Safety. Production. Cost reduction. Run Time. Efficiency. Innovation. Profitability.
Each of the potential outcomes above requires adjustments in operations, equipment and analysis. Automation is the foundation and the road to the destination, and data is the vehicle that gets us there. Perhaps the question that we should be asking ourselves is why should I use data driven decision making instead of intuitive decision making?
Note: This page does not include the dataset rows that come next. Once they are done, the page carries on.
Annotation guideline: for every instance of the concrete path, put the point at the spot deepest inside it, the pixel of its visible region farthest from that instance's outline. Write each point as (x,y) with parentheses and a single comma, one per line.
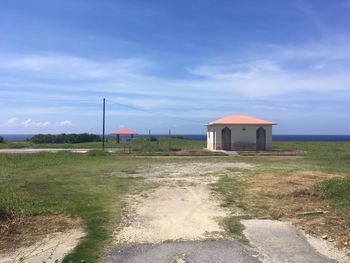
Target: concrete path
(279,242)
(220,251)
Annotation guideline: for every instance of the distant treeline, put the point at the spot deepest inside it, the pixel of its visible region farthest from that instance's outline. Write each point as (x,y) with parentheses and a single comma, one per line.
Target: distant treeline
(65,138)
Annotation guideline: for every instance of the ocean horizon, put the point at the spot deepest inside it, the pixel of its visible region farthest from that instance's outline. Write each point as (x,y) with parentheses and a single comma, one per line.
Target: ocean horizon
(202,137)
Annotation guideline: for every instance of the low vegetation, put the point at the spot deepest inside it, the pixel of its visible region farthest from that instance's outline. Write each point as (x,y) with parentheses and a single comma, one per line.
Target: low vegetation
(287,187)
(77,185)
(65,138)
(139,145)
(90,187)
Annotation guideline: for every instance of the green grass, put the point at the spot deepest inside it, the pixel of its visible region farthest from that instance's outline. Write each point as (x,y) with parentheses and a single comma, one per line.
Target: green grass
(338,191)
(68,183)
(235,228)
(81,185)
(139,145)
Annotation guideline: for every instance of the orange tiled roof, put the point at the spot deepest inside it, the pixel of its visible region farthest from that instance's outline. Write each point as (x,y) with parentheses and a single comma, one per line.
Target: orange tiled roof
(124,132)
(237,119)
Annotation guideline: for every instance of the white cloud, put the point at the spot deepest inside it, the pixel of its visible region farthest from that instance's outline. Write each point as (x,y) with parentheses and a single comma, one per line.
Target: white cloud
(14,122)
(31,123)
(65,123)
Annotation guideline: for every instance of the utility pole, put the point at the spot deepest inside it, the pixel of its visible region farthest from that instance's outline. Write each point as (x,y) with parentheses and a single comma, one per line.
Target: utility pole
(103,124)
(169,140)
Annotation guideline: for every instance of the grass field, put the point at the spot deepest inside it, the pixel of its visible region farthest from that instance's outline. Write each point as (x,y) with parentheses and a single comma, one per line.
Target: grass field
(139,145)
(80,185)
(73,184)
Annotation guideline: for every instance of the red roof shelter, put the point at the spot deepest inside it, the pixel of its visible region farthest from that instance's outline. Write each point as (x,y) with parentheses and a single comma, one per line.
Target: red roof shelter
(239,119)
(124,132)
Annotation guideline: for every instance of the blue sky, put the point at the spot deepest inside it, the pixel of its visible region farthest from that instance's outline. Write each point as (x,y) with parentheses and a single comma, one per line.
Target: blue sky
(174,64)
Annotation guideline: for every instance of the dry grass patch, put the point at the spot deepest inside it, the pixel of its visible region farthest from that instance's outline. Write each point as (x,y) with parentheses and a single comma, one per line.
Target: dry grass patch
(286,197)
(23,231)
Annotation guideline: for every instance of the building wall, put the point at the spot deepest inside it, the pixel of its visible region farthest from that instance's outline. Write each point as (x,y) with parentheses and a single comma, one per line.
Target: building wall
(243,137)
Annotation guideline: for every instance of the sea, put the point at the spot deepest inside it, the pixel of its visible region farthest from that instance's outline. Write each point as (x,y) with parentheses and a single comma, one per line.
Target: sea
(203,137)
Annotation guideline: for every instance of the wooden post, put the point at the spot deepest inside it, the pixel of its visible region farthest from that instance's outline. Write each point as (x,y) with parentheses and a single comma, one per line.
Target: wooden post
(103,124)
(169,140)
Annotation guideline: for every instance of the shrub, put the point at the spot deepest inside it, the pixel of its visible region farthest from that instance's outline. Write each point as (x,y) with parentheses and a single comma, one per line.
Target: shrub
(152,139)
(65,138)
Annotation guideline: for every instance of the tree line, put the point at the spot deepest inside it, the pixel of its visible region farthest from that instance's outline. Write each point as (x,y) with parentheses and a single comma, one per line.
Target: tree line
(65,138)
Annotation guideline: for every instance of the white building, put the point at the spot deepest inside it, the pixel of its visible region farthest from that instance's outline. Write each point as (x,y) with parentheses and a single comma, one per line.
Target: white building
(239,133)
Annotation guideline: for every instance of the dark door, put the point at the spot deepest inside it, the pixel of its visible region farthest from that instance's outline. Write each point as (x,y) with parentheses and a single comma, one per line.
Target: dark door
(226,139)
(260,139)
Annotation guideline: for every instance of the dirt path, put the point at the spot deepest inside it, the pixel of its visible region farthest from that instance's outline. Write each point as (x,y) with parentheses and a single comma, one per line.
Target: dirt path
(51,249)
(181,208)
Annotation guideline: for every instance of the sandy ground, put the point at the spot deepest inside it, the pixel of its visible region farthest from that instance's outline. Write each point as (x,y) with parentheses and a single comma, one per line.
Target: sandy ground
(181,208)
(278,241)
(53,248)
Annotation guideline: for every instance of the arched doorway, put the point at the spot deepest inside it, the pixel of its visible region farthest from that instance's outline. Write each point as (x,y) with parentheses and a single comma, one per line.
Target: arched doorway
(226,139)
(260,139)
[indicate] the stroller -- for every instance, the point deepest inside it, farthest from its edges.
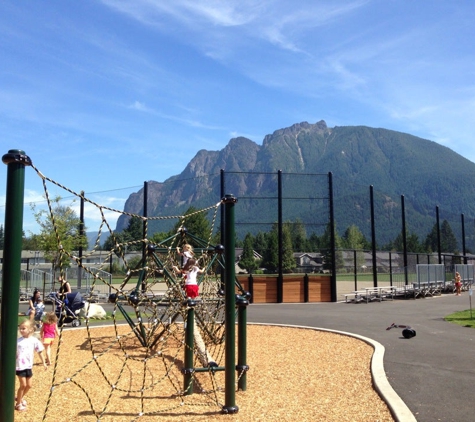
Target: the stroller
(67, 311)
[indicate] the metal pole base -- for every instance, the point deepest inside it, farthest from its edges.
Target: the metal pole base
(229, 410)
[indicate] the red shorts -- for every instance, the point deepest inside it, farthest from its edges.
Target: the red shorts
(191, 290)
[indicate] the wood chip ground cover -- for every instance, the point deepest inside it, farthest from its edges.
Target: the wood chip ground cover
(295, 375)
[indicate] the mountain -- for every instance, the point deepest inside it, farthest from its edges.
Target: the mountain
(426, 173)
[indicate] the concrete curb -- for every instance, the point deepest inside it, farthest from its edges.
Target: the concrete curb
(398, 408)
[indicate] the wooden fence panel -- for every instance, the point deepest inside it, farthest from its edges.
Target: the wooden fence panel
(265, 288)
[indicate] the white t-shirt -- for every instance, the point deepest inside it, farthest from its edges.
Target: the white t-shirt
(26, 348)
(186, 256)
(191, 276)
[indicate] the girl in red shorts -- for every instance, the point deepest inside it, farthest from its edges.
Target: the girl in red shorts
(49, 331)
(27, 345)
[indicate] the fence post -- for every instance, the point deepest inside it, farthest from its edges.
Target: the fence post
(305, 288)
(230, 307)
(16, 160)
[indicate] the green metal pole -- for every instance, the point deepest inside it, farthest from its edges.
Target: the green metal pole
(16, 160)
(242, 367)
(230, 307)
(189, 345)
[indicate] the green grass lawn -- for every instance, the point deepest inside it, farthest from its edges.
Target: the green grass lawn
(463, 318)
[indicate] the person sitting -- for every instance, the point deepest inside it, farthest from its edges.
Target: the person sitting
(36, 308)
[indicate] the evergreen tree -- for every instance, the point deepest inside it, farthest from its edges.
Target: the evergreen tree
(325, 245)
(354, 239)
(448, 241)
(288, 261)
(260, 243)
(270, 255)
(66, 228)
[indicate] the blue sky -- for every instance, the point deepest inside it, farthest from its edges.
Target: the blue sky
(104, 95)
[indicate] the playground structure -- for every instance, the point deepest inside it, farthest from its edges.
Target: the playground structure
(174, 335)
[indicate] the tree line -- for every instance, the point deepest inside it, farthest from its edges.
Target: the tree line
(67, 227)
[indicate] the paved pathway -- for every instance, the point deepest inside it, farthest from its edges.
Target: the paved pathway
(433, 373)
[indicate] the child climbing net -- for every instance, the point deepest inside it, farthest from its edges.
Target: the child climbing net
(141, 362)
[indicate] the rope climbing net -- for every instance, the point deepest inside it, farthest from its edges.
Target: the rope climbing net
(136, 366)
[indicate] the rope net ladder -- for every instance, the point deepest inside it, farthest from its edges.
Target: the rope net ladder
(136, 366)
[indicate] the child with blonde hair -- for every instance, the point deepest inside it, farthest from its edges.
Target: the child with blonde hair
(186, 254)
(49, 331)
(27, 345)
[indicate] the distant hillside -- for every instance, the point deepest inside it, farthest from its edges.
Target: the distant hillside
(395, 163)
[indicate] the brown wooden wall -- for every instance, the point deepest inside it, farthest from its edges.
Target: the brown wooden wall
(264, 288)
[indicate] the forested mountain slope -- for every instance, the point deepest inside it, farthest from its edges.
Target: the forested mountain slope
(426, 173)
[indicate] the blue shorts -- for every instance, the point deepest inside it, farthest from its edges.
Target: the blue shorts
(25, 373)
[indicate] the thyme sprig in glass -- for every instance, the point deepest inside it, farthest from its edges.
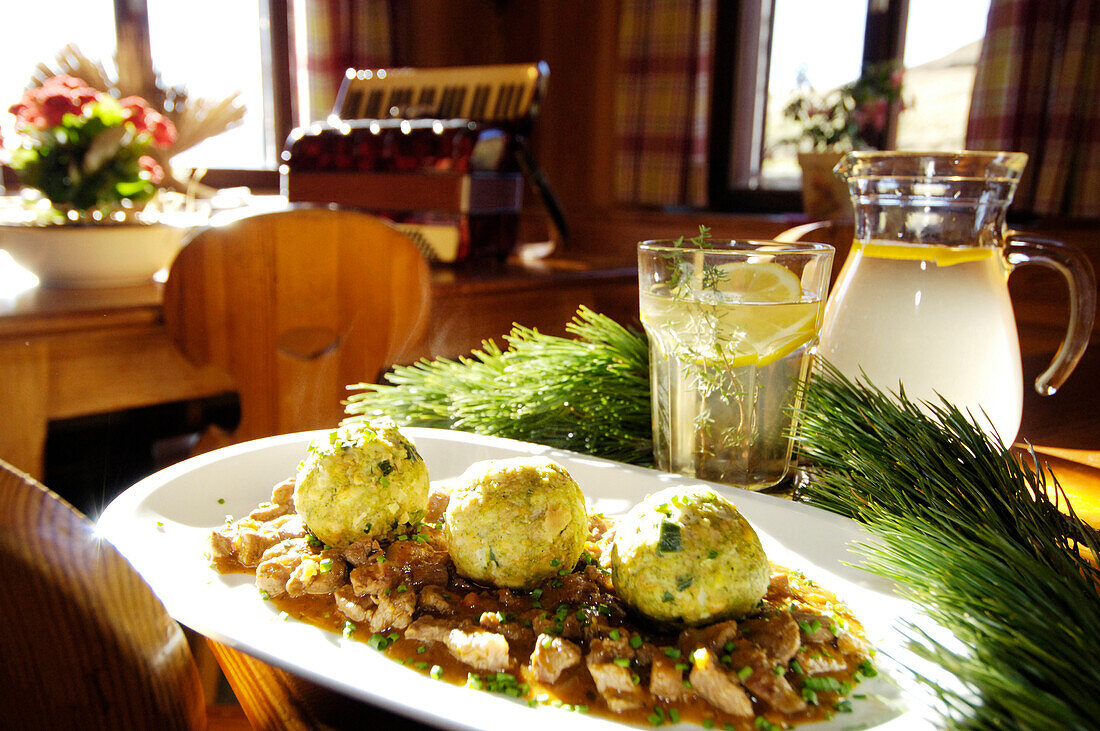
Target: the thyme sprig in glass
(976, 538)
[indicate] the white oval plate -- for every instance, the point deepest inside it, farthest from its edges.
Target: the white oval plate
(161, 525)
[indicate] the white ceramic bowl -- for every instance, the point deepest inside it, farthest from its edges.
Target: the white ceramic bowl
(107, 255)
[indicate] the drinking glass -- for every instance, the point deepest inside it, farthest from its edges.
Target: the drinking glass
(733, 330)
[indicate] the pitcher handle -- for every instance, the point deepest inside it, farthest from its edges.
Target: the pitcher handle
(1080, 279)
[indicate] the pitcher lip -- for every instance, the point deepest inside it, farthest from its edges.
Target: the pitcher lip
(964, 164)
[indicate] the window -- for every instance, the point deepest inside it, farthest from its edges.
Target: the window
(783, 45)
(243, 51)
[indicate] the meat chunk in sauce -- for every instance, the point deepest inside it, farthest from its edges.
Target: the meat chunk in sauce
(374, 578)
(757, 674)
(356, 609)
(777, 634)
(667, 678)
(394, 610)
(711, 680)
(553, 656)
(480, 649)
(608, 662)
(277, 564)
(408, 584)
(322, 573)
(714, 638)
(246, 540)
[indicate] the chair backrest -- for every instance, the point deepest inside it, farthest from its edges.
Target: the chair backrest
(296, 306)
(85, 641)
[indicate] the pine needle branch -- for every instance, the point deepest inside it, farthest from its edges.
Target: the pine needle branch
(974, 536)
(589, 392)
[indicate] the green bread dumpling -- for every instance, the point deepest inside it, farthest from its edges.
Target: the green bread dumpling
(362, 479)
(516, 522)
(686, 555)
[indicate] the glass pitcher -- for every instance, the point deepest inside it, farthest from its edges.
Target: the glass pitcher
(922, 300)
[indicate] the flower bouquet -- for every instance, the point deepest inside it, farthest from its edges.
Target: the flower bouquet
(86, 152)
(851, 117)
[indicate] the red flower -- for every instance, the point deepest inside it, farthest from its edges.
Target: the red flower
(45, 107)
(151, 167)
(145, 119)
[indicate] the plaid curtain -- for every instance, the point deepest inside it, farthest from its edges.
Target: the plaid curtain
(342, 34)
(1036, 91)
(662, 101)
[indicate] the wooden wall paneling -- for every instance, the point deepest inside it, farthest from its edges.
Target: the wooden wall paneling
(24, 388)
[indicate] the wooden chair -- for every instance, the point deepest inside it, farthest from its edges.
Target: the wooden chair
(86, 642)
(295, 306)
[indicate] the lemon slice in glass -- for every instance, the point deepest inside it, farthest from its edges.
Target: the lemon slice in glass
(762, 313)
(762, 281)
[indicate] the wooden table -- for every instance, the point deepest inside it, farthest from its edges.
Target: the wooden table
(66, 353)
(69, 353)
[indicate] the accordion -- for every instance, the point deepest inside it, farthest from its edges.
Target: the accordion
(441, 152)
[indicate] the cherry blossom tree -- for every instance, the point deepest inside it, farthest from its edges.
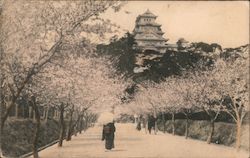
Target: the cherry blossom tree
(37, 33)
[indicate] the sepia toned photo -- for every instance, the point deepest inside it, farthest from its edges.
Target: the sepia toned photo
(124, 79)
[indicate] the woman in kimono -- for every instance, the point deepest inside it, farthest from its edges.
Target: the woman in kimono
(108, 134)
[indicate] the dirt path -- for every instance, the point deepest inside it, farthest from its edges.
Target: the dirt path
(130, 143)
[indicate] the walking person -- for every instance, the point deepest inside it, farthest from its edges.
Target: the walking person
(108, 134)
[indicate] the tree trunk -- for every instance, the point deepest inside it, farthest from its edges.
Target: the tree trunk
(69, 130)
(187, 126)
(238, 135)
(173, 124)
(164, 123)
(80, 125)
(37, 127)
(211, 131)
(62, 130)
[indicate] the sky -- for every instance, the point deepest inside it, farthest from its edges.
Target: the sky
(222, 22)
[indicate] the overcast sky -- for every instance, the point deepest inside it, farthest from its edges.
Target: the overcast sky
(226, 23)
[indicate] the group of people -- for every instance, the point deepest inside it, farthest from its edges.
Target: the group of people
(151, 120)
(108, 132)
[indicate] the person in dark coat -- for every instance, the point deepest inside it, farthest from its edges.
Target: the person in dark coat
(108, 134)
(151, 123)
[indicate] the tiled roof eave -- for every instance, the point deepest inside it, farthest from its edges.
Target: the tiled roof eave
(146, 39)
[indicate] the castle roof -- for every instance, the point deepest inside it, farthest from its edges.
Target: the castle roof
(148, 13)
(149, 36)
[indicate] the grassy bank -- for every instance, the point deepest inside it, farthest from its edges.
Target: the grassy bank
(18, 135)
(224, 133)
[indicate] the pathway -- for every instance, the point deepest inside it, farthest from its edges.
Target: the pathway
(130, 143)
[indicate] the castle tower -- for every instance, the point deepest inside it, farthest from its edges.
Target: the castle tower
(148, 34)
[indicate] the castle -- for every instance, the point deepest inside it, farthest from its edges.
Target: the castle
(148, 34)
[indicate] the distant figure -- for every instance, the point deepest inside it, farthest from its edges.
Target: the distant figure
(151, 123)
(108, 134)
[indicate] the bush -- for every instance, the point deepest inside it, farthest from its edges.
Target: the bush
(224, 133)
(18, 135)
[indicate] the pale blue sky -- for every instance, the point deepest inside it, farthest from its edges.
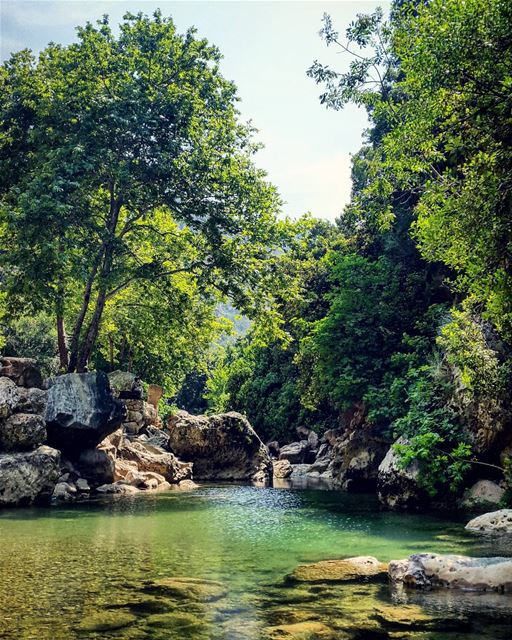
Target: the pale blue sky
(267, 47)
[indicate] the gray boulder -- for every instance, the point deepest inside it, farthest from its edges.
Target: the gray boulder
(30, 477)
(429, 570)
(222, 447)
(22, 432)
(81, 411)
(493, 522)
(295, 452)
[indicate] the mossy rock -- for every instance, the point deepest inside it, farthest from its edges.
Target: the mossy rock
(194, 589)
(361, 568)
(106, 621)
(310, 630)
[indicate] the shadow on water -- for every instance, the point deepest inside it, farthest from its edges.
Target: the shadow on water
(210, 564)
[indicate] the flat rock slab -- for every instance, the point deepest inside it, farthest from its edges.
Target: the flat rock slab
(493, 522)
(362, 568)
(429, 570)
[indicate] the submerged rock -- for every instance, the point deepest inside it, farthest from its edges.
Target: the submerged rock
(30, 477)
(493, 522)
(81, 411)
(222, 447)
(427, 570)
(358, 568)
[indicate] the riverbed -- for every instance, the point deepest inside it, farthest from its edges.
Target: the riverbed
(100, 569)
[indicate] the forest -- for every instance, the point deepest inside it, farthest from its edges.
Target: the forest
(138, 233)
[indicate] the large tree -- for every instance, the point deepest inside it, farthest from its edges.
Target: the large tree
(123, 164)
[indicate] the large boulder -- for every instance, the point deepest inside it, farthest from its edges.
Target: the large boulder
(152, 458)
(81, 411)
(222, 447)
(22, 432)
(296, 452)
(30, 477)
(484, 494)
(397, 487)
(493, 522)
(428, 570)
(23, 371)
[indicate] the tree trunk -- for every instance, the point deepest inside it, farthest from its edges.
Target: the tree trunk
(61, 342)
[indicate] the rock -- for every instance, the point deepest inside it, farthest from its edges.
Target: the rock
(282, 469)
(273, 448)
(196, 589)
(483, 494)
(21, 432)
(30, 477)
(155, 393)
(96, 465)
(428, 570)
(360, 568)
(222, 447)
(64, 491)
(117, 487)
(24, 372)
(150, 458)
(493, 522)
(105, 621)
(397, 488)
(295, 452)
(81, 411)
(83, 485)
(9, 397)
(32, 400)
(308, 630)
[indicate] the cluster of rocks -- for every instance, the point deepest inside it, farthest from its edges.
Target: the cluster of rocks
(87, 434)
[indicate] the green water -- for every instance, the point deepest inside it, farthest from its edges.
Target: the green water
(88, 571)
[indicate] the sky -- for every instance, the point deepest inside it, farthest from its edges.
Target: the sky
(267, 48)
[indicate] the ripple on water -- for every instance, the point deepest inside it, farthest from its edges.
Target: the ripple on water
(86, 571)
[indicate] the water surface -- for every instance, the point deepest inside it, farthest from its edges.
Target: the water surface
(75, 571)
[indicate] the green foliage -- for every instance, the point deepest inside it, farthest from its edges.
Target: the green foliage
(128, 191)
(33, 337)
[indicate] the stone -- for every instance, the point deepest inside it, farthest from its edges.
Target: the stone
(429, 570)
(359, 568)
(81, 411)
(105, 621)
(9, 397)
(32, 400)
(295, 452)
(21, 432)
(493, 522)
(117, 487)
(222, 447)
(22, 371)
(483, 494)
(282, 469)
(155, 393)
(83, 485)
(29, 477)
(96, 465)
(397, 488)
(195, 589)
(150, 458)
(308, 630)
(64, 491)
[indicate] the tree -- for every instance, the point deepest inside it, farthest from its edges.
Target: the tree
(123, 164)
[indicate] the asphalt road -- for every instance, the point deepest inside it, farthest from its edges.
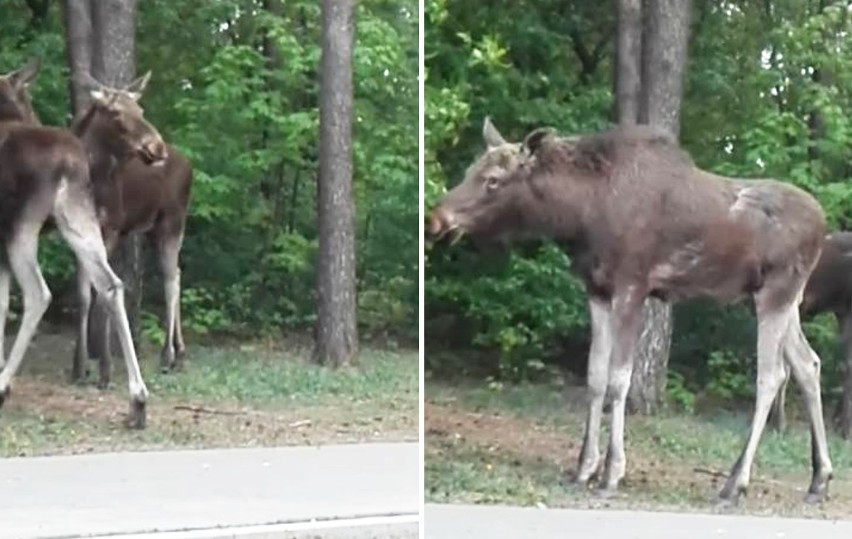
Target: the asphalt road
(495, 522)
(357, 490)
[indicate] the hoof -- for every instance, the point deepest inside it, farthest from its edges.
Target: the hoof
(814, 498)
(606, 493)
(136, 417)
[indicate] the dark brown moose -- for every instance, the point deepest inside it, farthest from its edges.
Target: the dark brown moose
(640, 220)
(44, 175)
(830, 290)
(132, 196)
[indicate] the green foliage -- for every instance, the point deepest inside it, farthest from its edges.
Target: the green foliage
(678, 393)
(729, 376)
(236, 89)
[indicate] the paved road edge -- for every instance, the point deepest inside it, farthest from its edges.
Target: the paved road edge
(402, 526)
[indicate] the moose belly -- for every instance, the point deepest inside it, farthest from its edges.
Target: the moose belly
(727, 279)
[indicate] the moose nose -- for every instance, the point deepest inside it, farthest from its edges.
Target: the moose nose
(440, 221)
(157, 148)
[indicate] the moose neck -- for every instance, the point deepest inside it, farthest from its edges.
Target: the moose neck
(557, 206)
(101, 142)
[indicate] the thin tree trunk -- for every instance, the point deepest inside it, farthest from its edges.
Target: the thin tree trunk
(78, 48)
(664, 46)
(336, 330)
(114, 64)
(845, 419)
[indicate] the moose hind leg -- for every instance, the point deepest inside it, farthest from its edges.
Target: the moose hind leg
(77, 222)
(771, 329)
(598, 367)
(169, 251)
(23, 258)
(5, 283)
(84, 305)
(805, 366)
(626, 322)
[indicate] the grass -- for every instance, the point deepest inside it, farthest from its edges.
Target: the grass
(518, 444)
(227, 397)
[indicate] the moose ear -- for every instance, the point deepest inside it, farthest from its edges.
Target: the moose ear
(533, 141)
(492, 137)
(136, 87)
(24, 76)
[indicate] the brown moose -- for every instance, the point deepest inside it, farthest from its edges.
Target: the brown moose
(640, 220)
(131, 197)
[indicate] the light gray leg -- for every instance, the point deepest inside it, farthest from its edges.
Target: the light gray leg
(105, 334)
(5, 281)
(84, 306)
(805, 366)
(77, 222)
(23, 258)
(772, 328)
(598, 368)
(169, 250)
(627, 320)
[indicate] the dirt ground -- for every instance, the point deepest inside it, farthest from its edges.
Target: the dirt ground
(47, 414)
(544, 453)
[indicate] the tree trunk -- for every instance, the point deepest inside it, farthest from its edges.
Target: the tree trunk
(664, 43)
(336, 330)
(78, 48)
(628, 58)
(114, 64)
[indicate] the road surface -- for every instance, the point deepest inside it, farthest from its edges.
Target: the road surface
(357, 490)
(495, 522)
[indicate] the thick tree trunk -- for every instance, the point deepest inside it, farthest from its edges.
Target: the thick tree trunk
(78, 48)
(336, 330)
(114, 64)
(664, 62)
(664, 44)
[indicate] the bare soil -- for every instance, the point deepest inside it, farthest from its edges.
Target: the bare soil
(82, 418)
(651, 482)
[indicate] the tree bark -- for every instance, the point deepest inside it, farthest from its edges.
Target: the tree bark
(628, 58)
(336, 329)
(845, 419)
(114, 64)
(78, 49)
(663, 58)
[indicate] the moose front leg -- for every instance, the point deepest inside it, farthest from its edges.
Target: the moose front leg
(772, 327)
(846, 397)
(598, 368)
(626, 322)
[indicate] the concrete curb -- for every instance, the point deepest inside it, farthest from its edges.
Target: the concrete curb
(374, 527)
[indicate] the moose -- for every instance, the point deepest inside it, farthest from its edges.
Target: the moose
(45, 176)
(640, 220)
(829, 289)
(130, 196)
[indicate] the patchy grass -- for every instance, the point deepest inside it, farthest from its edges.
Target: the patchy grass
(227, 397)
(518, 444)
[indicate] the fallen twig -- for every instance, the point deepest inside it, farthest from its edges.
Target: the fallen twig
(205, 410)
(713, 473)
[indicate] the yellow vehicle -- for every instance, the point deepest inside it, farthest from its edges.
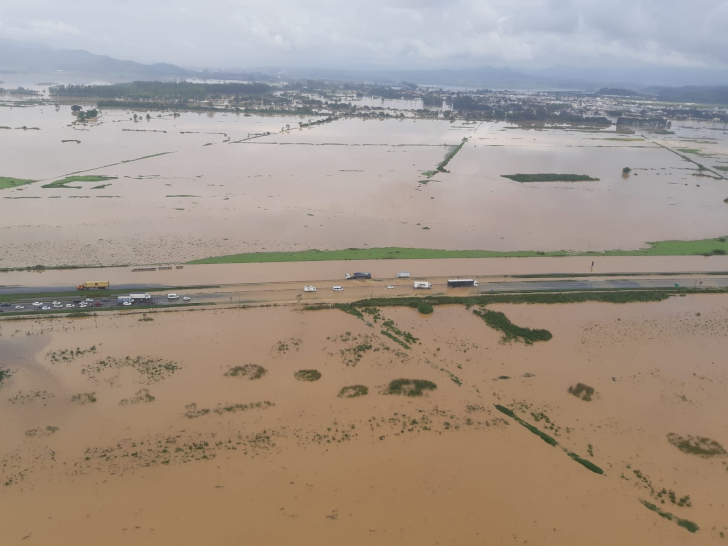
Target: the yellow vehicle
(88, 285)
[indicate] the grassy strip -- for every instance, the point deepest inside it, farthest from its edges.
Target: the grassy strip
(549, 439)
(684, 523)
(498, 321)
(448, 157)
(8, 182)
(545, 437)
(588, 464)
(549, 177)
(63, 183)
(659, 248)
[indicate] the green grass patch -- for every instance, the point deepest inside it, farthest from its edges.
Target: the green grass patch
(142, 396)
(84, 398)
(587, 464)
(694, 151)
(697, 445)
(410, 387)
(549, 177)
(585, 392)
(449, 156)
(684, 523)
(64, 182)
(307, 375)
(659, 248)
(511, 332)
(7, 182)
(251, 371)
(352, 391)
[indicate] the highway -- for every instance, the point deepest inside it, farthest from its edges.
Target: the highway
(288, 292)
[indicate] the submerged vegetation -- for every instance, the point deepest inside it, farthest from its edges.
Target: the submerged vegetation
(251, 371)
(511, 332)
(550, 177)
(307, 375)
(410, 387)
(7, 182)
(697, 445)
(684, 523)
(64, 182)
(585, 392)
(659, 248)
(352, 391)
Companies go to great lengths to find and hire smart and intelligent people with significant relevant experience – one of the prevalent thoughts is that if companies spend considerable time and effort to find experienced workers that they should let them manage and make decisions. Certainly they should, but how do they also ensure transparency, consistency and continuous growth? While many people still use intuition or “gut feel” to make decisions1, most organizations realize that data driven decision making helps eliminate biases and false assumptions and can lead to an accurate perspective on the status of the company, in addition to being proactive and realizing cost savings. While many times intuition provides us with a direction in which to travel, data provides the justification and forms the story around which a business case can be developed. The benefits of DDDM can depend on who is looking at the data, what data are they looking at, and what questions are being asked. For example, a COO may wish to better understand the efficacy of the corporate safety program and may wish to look at incident information – severity and frequency, mean time between incidents, near misses. All this data can be queried, presented and visualized using corporately collected information and enterprise level software. The time frames viewed can vary from months to years and from location to location as the COO investigates data from plants within the corporate fleet. Plant Managers or production managers may wish to investigate how to increase production levels to meet targets. The answer may not necessarily lie in faster operation or more feedstock but rather in more efficient operations – machine downtime, equipment availability or bottlenecks on the production line. The data will tell them the story and point them to the likely causes of issues.
Often, recognizing patterns in data can lead to changing processes, doing things differently, innovations. When implemented across plants or enterprise wide, these innovations often lead to significant top line enhancements and bottom-line improvements resulting in increases in corporate profitability. Knowing where to focus efforts and direct investment dollars can often be equally as important as the investment itself. Directed investments complemented with justification based on the data can improve safety, enhance throughput, inspire innovation and drive profitability.